Au troisième sens, il découvre une personne qui est hostile aux traditions et cherche à les détruire et à les faire disparaître.

Jusque-là, nous suivrons notre petit dictionnaire du coin de table.

Cependant, notre petit dictionnaire est myope ; il ne voit pas plus loin que le bout de son nez et il est tellement pénétré des idées de la tradition qu’il n’a pas vu qu’on peut tout aussi bien être iconoclaste et en même temps, créer des images ou des représentants figurés. Il passe dès lors à côté du fait que cette création d’œuvres nouvelles, ou par extension, d’idées nouvelles, de conceptions nouvelles se fait en bousculant les choses établies et même, en détruisant, volontairement ou non, les traditions et que cette destruction peut même être son objectif.

On découvre ainsi une autre dimension de l’iconoclaste, une dimension positive puisque créatrice et au plein sens du terme, une dimension progressiste : l’iconoclaste est celui qui en créant du neuf montre les ruines et les usures de l’ancien. C’est le créateur iconoclaste.

À proprement parler, il ne détruit rien physiquement, il ne touche même pas aux choses anciennes ; il peut tout aussi bien les ignorer. L’iconoclastie du créateur, celle qui est née de la pensée et de la raison est d’une certaine manière, indirecte ; elle détruit par péremption, par usure de l’ancien. En clair, elle renvoie les idées et les croyances, les modes anciennes aux vieilles lunes et aux calendes grecques.

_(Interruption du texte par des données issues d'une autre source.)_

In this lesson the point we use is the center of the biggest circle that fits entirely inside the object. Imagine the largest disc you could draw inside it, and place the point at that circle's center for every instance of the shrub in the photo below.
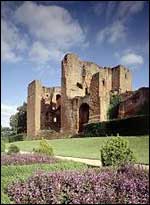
(13, 149)
(16, 137)
(128, 185)
(2, 146)
(44, 148)
(20, 159)
(116, 152)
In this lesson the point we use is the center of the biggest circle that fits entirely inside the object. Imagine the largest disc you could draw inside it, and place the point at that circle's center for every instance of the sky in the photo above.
(35, 36)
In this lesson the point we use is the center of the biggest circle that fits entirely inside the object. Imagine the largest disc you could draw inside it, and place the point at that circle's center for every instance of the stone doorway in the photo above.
(83, 115)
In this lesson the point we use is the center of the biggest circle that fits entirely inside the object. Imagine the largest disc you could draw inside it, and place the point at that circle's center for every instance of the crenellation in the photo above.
(84, 96)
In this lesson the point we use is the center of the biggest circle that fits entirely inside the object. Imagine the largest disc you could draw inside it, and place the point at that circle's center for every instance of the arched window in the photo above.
(54, 119)
(103, 82)
(58, 96)
(86, 91)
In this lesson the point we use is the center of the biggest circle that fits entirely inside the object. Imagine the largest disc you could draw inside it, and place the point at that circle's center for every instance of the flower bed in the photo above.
(127, 185)
(20, 159)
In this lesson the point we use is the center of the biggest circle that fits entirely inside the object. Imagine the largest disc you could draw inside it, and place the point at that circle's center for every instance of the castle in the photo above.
(84, 96)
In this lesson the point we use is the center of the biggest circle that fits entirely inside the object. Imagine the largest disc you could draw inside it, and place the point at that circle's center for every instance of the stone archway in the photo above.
(83, 115)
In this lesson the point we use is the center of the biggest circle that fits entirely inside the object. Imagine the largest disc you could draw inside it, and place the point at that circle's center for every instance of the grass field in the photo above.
(13, 173)
(90, 147)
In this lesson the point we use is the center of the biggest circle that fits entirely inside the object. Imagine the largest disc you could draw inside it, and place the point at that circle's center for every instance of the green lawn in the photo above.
(90, 147)
(13, 173)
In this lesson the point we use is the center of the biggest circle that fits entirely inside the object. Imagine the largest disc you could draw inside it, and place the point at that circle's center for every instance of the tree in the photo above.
(18, 122)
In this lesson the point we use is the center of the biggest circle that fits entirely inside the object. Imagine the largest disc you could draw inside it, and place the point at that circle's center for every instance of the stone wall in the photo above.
(132, 104)
(43, 110)
(84, 96)
(34, 108)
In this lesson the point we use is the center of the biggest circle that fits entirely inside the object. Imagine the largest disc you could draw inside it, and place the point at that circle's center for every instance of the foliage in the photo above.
(7, 133)
(19, 172)
(127, 185)
(144, 109)
(18, 122)
(116, 152)
(2, 146)
(17, 137)
(88, 147)
(131, 126)
(44, 148)
(13, 149)
(114, 105)
(20, 159)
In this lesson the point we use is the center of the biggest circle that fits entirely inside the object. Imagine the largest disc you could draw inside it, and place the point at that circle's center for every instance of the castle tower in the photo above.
(121, 79)
(34, 108)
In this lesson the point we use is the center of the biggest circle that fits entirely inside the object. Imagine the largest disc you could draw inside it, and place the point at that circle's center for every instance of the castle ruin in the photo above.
(84, 96)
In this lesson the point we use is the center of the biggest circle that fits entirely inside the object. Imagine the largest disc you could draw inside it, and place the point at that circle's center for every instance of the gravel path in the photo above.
(92, 162)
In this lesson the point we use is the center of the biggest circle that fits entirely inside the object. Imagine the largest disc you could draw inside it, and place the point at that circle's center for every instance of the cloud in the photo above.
(128, 8)
(131, 59)
(12, 44)
(6, 112)
(113, 33)
(117, 13)
(50, 24)
(39, 52)
(41, 39)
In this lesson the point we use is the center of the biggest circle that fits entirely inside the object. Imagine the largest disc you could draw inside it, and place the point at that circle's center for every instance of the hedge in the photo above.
(137, 125)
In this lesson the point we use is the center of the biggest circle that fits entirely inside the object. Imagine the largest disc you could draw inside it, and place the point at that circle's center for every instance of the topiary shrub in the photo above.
(13, 149)
(44, 148)
(2, 146)
(116, 152)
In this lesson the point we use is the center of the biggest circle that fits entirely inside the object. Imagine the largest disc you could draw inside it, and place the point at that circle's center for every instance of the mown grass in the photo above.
(13, 173)
(90, 147)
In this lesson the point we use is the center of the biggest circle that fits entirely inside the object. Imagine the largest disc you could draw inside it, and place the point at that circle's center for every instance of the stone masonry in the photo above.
(84, 96)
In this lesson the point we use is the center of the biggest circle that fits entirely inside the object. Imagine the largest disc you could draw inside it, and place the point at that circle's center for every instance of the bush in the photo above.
(16, 137)
(44, 148)
(2, 146)
(116, 152)
(13, 149)
(137, 125)
(128, 185)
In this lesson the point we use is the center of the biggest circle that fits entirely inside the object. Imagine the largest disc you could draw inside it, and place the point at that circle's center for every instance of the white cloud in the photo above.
(39, 33)
(39, 53)
(6, 112)
(113, 33)
(50, 24)
(128, 8)
(118, 13)
(131, 59)
(12, 44)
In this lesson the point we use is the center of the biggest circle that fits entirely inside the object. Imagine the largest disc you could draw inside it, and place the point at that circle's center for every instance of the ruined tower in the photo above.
(84, 96)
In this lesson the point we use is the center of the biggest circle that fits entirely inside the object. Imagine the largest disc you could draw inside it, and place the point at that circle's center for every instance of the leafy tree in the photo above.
(18, 122)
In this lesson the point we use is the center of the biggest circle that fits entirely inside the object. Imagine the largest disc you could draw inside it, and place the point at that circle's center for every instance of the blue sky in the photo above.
(36, 35)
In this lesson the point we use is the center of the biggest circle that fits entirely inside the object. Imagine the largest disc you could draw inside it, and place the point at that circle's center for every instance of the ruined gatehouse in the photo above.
(84, 96)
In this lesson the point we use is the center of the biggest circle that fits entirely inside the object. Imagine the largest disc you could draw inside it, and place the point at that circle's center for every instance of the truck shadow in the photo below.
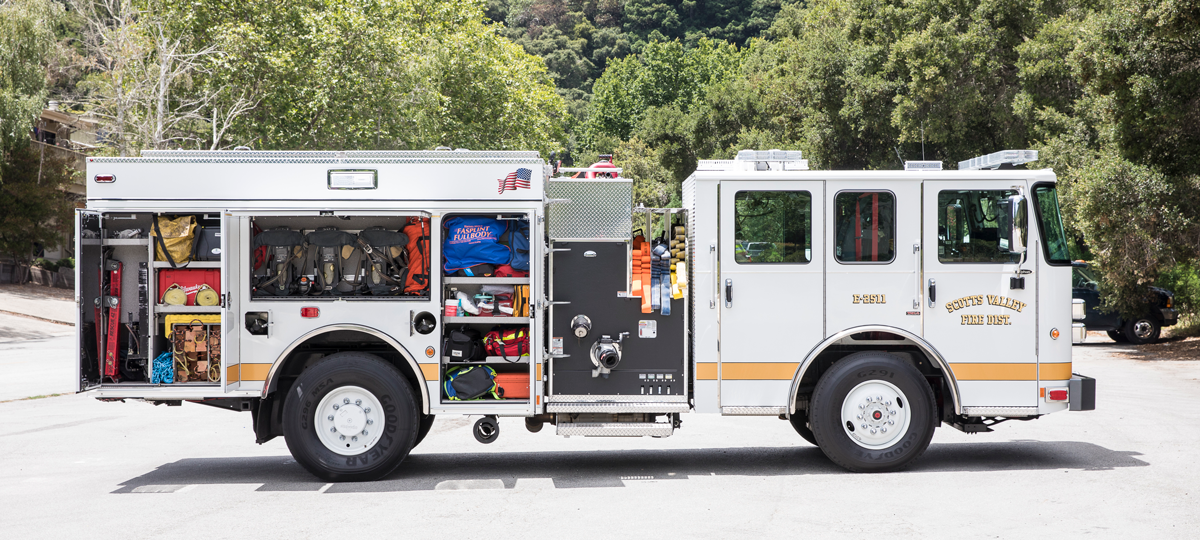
(610, 468)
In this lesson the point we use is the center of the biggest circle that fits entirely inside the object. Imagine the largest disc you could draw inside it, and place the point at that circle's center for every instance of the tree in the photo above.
(27, 42)
(34, 209)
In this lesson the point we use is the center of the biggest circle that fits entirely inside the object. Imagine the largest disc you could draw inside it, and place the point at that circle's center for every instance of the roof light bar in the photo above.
(995, 160)
(923, 166)
(769, 155)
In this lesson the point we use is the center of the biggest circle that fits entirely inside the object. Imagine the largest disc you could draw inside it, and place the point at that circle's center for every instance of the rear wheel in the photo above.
(351, 417)
(1141, 330)
(873, 412)
(801, 424)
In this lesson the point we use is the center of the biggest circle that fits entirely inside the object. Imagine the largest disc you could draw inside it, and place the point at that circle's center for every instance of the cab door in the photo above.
(977, 316)
(771, 287)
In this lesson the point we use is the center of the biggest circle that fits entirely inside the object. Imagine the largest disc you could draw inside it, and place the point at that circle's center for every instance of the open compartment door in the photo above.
(232, 228)
(89, 253)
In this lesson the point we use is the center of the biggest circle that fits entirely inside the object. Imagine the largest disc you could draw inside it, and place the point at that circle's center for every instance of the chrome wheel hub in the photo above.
(349, 420)
(875, 414)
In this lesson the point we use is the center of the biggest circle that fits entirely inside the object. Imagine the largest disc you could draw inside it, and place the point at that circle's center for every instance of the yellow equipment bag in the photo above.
(173, 239)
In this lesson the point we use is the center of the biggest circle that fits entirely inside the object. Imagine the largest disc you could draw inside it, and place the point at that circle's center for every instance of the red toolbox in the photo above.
(190, 280)
(513, 385)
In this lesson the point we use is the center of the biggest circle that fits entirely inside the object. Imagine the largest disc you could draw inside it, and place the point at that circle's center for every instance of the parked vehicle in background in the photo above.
(1158, 312)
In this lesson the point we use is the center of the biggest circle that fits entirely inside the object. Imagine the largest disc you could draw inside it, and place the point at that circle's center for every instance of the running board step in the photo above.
(615, 429)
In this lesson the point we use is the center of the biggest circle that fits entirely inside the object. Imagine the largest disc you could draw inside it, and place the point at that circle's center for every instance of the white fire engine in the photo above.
(318, 292)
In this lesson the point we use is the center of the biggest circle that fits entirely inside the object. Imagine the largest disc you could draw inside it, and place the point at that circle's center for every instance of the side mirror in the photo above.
(1012, 225)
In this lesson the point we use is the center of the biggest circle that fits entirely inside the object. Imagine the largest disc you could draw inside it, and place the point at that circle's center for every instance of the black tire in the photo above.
(399, 415)
(424, 429)
(801, 424)
(1143, 330)
(887, 371)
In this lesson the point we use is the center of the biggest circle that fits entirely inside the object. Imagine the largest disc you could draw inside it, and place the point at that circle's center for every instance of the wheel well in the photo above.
(268, 415)
(883, 342)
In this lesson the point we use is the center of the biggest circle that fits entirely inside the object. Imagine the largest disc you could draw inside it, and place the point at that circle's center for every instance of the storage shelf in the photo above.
(192, 264)
(486, 280)
(114, 241)
(169, 309)
(487, 319)
(450, 361)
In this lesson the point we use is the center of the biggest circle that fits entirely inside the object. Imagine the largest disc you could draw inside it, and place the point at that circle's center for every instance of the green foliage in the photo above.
(27, 43)
(34, 209)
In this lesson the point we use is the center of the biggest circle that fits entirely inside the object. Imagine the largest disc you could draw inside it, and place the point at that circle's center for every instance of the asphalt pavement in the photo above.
(71, 466)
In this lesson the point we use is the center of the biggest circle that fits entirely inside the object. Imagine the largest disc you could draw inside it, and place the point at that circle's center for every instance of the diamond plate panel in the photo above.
(611, 408)
(616, 430)
(597, 209)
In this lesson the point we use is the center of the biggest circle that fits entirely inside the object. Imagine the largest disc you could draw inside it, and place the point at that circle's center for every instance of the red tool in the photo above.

Alors, soit dit en passant, si l’on applique particulièrement l’iconoclastie aux dieux ou à Dieu (ce qui revient au même), on s’aperçoit que l’iconoclaste créateur – par l’acte de création qu’il pose – ignore ces phénomènes d’église et que l’iconoclastie créatrice est une forme d’athéisme.

En quelque sorte, il dit, généralement de façon implicite : « le roi est nu », « le pantalon est troué », « la parure tombe en loques », « le toit est percé », « la maison s’écroule », « la pomme est pourrie », et ainsi de suite.

Il dévoile la réalité.

Cet iconoclaste créateur de neuf est une dimension essentielle de l’art et singulièrement, de la peinture, mais pas seulement.

Nombre de créateurs – peintres (comme Clovis Trouille), sculpteurs, écrivains, musiciens, poètes, architectes, ingénieurs, astronomes, savants, chercheurs de toutes les disciplines et bien évidemment, philosophes s’y sont essayés.

C’est le cas de Clovis Trouille qui a passé sa vie à détruire l’art ambiant en créant des œuvres qu’on qualifiera sans aucune hésitation d’iconoclastes.

Ainsi, on peut gaillardement associer iconoclaste à peintre et l’ensemble constitué correspond assez à ce qu’on peut employer comme terme pour définir Clovis Trouille.

Qu’il fut athée et anticlérical, on ne pourrait en douter.

Toute sa peinture le conte et le montre et de façon qu’on dira expressive.

C’est ce que l’on va voir et illustrer d’une façon peut-être inhabituelle et déjà expérimentée ici avec une certaine réussite à propos d’un autre peintre, Carlo Levi. Nous allons soumettre le peintre Clovis Trouille à un interrogatoire circonstancié…

Bonjour Monsieur Trouille ! C’est bien votre nom, n’est-ce pas ? Je veux dire votre vrai nom, pas seulement un nom d’artiste. Sur vos papiers, vous vous nommez : Camille Clovis Trouille. Est-ce exact ?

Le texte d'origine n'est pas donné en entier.